Automatically add and remove instances based on load so you pay for what you need and survive spikes without a pager.
Drag the traffic up and down. Servers scale to match.
Auto-scaling watches load and adds servers when each one gets too busy, then removes them when traffic falls, so you pay for roughly what you use and stay responsive during spikes. The trade-off is that new servers take time to warm up, so it reacts, it does not predict.
Plain English: instead of manually adding servers when traffic rises and removing them when it falls, you set rules ('keep CPU around 60%') and the platform spins instances up and down for you. Saves money off-peak and absorbs spikes, as long as you've sized the limits and warm-up right.
A control loop that adjusts the number of running instances (or container replicas) in response to observed load. It watches metrics (CPU, request rate, queue depth, custom signals), compares them to a target, and scales out (add instances) or in (remove instances) within configured min/max bounds.
Traffic is rarely flat; it has daily peaks, weekly cycles, and unpredictable spikes. Provisioning for peak wastes money off-peak; provisioning for average means falling over during spikes. Auto-scaling matches capacity to demand automatically, controlling cost during quiet periods while absorbing surges without a human in the loop.
Target-tracking: set a target (e.g. 60% CPU or 1000 RPS/instance); the controller adds/removes instances to hold the metric near target. Step/threshold: define rules ('+2 instances if CPU > 80% for 5 min'). Scheduled: scale ahead of known events (Black Friday, market open). Predictive: ML forecasts demand and pre-warms capacity. New instances must pass health checks before the load balancer routes to them; scale-in respects cooldowns and connection draining to avoid killing in-flight work.
The stateless feed-serving tier auto-scales on request rate to ride out daily traffic peaks
Worker pools auto-scale on queue depth: a burst of send requests spins up more workers, then scales back down
Scheduled and predictive scaling ahead of a hot on-sale; the virtual queue smooths the spike auto-scaling can't react to fast enough
Prime Day 2018 opened with Amazon's own landing page returning errors for the first 90 minutes.
Prime Day 2018 launched with a load spike Amazon had anticipated and prepared for, but not quite enough. The front-end tier scaled horizontally via auto-scaling groups. The recommendation service underneath did not: it depended on a Redis cluster sized for projected peak, not actual peak. The Redis cluster hit its connection limit within minutes of launch. Backend services queuing for Redis connections started timing out. The front-end returned errors. The recommendation service's circuit breaker was supposed to fail open (show a degraded UI without personalization), but configuration drift meant it was set to fail closed instead. Customers saw error dogs on Amazon.com for 90 minutes. The lesson: auto-scaling the frontend while leaving stateful dependencies unscaled is the most common Prime-Day-class mistake. Circuit breakers also need to be exercised in production, not just configured and forgotten.
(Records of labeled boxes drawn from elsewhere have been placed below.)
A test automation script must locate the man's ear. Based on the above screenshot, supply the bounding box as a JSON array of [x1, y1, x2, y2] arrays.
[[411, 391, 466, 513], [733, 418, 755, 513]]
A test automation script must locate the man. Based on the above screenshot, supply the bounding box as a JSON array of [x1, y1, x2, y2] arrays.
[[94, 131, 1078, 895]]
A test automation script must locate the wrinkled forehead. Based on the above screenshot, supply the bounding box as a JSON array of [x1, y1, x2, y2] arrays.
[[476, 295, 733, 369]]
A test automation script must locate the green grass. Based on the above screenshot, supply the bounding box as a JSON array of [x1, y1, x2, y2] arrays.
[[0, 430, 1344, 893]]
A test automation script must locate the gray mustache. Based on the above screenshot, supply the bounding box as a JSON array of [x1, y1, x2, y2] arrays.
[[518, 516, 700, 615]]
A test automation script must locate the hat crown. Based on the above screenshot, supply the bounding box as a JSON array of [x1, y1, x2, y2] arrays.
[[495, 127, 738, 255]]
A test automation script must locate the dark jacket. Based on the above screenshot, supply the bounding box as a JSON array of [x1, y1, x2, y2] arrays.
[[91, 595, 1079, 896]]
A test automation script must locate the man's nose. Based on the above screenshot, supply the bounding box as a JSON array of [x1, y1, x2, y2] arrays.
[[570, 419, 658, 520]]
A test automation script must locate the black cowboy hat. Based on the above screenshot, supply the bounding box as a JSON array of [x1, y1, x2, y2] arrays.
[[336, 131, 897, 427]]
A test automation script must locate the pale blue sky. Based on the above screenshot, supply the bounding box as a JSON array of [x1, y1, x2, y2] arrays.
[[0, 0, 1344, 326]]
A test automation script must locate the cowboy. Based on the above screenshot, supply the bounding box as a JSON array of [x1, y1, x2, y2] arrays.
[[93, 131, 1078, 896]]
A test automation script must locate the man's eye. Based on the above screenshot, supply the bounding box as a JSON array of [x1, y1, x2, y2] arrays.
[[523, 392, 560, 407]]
Auto-scaling comes up when you're discussing how to handle traffic spikes. The thing interviewers want to hear is that reactive scaling has a lag, so you need either predictive scaling or a queue buffer for spikes you can see coming. Show you know what the right trigger metric is for your workload: CPU for compute-bound, queue depth for workers, request latency for user-facing APIs. Candidates lose points by saying 'it just scales automatically' without addressing boot time, warmup, or what happens between the spike and the first new instance coming online.